See also various passages from the journals of the Continental Congress and excerpts from the letters of George Washington.

Among military historians of the 18th and 19th Century this is not in the slightest a controversial understanding--it is common usage.

2.  "Necessary for the security of a free State" has to be interpreted in the historical context of the times.   The Framers were clearly worried about the threat to liberty posed by "a standing army," and believed for a brief period (from about 1785-1796) that it was practical to place the foremost reliance for the defense of the country in the hands of state-organized and common militias.
Again, from Federalist #29 (Hamilton):  "Of the different grounds which have been taken in opposition to the plan of the convention, there is none that was so little to have been expected, or is so untenable in itself, as the one from which this particular provision has been attacked. If a well-regulated militia be the most natural defense of a free country, it ought certainly to be under the regulation and at the disposal of that body which is constituted the guardian of the national security.
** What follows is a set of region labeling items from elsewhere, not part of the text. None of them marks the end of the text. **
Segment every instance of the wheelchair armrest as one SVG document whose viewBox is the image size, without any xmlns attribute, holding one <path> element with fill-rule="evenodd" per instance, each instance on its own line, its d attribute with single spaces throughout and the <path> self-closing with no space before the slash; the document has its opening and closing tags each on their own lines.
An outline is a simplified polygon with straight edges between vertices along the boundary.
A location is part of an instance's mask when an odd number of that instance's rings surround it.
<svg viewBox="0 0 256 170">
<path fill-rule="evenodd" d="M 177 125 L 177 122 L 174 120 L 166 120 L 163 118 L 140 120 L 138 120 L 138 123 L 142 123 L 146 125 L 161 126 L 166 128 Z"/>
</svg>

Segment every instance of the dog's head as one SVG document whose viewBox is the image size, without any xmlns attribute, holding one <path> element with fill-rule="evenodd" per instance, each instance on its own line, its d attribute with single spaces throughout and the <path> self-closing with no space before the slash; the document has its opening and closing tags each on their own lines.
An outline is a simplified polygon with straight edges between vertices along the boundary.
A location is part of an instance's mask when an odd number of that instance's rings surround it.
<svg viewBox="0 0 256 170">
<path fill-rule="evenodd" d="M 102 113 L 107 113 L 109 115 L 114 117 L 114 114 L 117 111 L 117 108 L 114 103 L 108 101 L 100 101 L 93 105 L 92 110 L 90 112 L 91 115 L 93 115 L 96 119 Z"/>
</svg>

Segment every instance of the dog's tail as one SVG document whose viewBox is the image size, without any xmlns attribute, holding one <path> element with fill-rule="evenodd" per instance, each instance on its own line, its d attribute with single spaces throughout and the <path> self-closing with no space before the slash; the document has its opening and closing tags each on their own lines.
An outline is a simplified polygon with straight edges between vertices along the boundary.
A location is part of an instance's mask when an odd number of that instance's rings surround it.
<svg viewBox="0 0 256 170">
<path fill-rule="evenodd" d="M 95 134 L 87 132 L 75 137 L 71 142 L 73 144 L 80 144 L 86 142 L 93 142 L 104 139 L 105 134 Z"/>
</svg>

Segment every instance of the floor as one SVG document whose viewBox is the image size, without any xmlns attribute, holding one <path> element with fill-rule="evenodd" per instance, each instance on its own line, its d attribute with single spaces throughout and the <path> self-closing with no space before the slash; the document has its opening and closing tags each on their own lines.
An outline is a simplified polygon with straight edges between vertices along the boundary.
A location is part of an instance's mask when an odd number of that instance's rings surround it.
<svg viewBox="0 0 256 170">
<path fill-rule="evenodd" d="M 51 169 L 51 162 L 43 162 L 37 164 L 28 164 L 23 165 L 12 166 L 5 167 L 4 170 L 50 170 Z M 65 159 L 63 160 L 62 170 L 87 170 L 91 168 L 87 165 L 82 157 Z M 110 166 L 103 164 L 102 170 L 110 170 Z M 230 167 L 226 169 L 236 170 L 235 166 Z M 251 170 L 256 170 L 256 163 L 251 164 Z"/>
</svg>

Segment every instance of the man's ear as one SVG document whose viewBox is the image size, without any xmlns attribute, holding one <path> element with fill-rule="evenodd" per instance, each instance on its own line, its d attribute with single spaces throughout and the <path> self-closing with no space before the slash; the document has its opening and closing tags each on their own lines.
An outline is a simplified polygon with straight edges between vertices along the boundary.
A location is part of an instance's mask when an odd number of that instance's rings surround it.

If standing armies are dangerous to liberty, an efficacious power over the militia, in the body to whose care the protection of the State is committed, ought, as far as possible, to take away the inducement and the pretext to such unfriendly institutions. If the federal government can command the aid of the militia in those emergencies which call for the military arm in support of the civil magistrate, it can the better dispense with the employment of a different kind of force. If it cannot avail itself of the former, it will be obliged to recur to the latter. To render an army unnecessary, will be a more certain method of preventing its existence than a thousand prohibitions upon paper."
Apologizing for the length of the quotation, there are two significant items here.

First, the argument is that only the existence of a "well-regulated militia" can prevent the Federal government from having to organize "a standing army" to defend the country.  I say this again:  the purpose of having a "well regulated militia" was "to render an army unnecessary."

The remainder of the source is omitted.